Celeste was a dispatcher for the Civilian Pilot Training Program (CPT) for Aviation Enterprises at Municipal Airport, now named Hobby Airport, in Houston. A contract was awarded the company to train women pilots to free up men for combat. Celeste stayed on as dispatcher. The Women Air Force Service Pilots (WASP) program began in Houston as the Army Air Force Women Flight Training Detachment (AAFWFTD). Later, the combined Army Air Force programs were officially named WASP.
PFC Birney T. “Chic” Havey served in the Army in the 42nd Rainbow Division. Chic fought in 3 major battles, The Battle of Northern France, The Battle of the Bulge, The Battle of Germany and helped liberate Dachau Concentration Camp. He was wounded in the Battle of Germany on March 1, 1945 earning the Purple Heart, as well as a Bronze Star with an Oak Leaf Cluster for Meritorious Achievement against the enemy, and the Silver Star for Valor in combat
Col. Joe McPhail
Col. Joe McPhail, USMC, was a member of the most successful Marine Fighting squadron of 1945 was VMF-323, the “Death Rattlers.” In a just a few weeks, they shot down 124.5 Japanese planes and counted a dozen aces. On April 12, 1945, while on patrol flying a Corsair, Joe McPhail shot down a lone Ki-27 Nate.
Lieutenant(jg) Tilman E. Pool, UNSR
Tilman Elison Pool was born in Houston. Joining the Navy on July 28,1942, he completed pilot training at Pensacola on November 16, 1943, and, after a land-base tour with VF-39 in the Marshal Islands, he joined VF-17 fling F6F Hellcats from the USS Hornet (CV-17) on February 1, 1945. Tally Record: 6 confirmed, one probable and one damaged. Decorations: Distinguished Flying Cross with 3 Gold Stars and the Air Medal with 4 Gold Stars.
Sgt. Bryan Smothers
Bryan Smothers is a decorated Vietnam Veteran (Nov. 1967- Feb. 1969) who proudly served with the elite 101st Airborne Division and with the First ARVN Division as an advisor. He is an eighth-generation American and sixth-generation Texan.

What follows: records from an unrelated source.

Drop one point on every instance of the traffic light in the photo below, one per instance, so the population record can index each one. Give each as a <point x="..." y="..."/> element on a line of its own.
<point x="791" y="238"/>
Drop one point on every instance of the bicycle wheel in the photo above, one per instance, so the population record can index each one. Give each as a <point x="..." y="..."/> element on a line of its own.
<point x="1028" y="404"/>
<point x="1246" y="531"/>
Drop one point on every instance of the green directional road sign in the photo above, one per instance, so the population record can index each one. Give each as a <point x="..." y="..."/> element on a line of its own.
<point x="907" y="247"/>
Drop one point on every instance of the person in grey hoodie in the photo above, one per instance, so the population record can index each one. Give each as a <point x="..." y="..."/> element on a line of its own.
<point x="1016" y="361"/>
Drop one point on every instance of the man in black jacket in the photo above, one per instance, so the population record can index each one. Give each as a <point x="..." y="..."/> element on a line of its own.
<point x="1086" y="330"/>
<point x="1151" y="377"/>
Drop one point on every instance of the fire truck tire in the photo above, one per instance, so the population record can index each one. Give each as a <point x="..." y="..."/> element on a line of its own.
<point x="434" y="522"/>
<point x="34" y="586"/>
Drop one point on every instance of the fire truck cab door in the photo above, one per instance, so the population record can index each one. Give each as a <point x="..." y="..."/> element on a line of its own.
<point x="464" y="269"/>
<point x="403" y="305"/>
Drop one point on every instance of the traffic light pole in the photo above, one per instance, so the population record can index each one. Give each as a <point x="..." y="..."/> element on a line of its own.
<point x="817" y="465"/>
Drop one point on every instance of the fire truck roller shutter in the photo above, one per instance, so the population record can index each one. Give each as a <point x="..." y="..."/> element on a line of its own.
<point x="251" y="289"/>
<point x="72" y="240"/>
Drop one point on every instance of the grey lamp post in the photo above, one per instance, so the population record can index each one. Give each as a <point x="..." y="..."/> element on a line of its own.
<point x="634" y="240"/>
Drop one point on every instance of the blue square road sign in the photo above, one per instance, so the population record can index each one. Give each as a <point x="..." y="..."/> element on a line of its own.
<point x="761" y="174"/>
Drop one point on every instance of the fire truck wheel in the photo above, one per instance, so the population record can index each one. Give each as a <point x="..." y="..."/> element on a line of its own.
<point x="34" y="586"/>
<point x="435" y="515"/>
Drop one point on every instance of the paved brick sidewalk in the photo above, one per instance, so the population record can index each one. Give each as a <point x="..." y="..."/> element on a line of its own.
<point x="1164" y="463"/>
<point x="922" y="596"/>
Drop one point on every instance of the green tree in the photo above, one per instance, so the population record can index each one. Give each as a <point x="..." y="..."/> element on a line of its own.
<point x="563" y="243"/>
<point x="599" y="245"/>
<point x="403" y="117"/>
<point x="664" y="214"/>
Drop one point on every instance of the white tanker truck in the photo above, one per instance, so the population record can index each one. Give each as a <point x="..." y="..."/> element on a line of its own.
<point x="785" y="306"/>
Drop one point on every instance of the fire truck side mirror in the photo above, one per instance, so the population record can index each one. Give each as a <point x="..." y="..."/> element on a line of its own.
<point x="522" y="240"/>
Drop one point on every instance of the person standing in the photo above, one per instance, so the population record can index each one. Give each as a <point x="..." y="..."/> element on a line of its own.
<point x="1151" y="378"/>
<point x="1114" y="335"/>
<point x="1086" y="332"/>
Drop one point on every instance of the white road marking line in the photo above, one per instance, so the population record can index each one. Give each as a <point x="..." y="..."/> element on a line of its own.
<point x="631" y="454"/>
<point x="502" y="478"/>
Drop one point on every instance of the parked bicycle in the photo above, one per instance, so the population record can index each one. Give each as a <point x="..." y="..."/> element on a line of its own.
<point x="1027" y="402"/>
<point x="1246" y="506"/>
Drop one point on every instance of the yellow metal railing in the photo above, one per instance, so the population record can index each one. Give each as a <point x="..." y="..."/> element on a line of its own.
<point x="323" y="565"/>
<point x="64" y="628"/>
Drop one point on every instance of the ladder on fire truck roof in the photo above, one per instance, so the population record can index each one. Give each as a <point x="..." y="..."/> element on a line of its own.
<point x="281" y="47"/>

LTJG Charles E. (Billy) Watts, USNR
Charles Edward (Billy) Watts was born in Ben Wheeler, Texas. He attended East Texas State University in 1939-1940 and entered Navy pilot training on May 7,1942. Embarked in USS Bunker Hill (CV-17) from October 1943 to March 1944, Fighting Squadron 18 participated in major operations against Japanese naval air bases throughout the Pacific. Tally record: 8 3/4 confirmed. Decorations: Navy Cross, Distinguished Flying Cross with two Gold Stars, Purple Heart and the Air Medal with seven Gold Stars.
Sadly, we have more to add to this display and will be updating this list.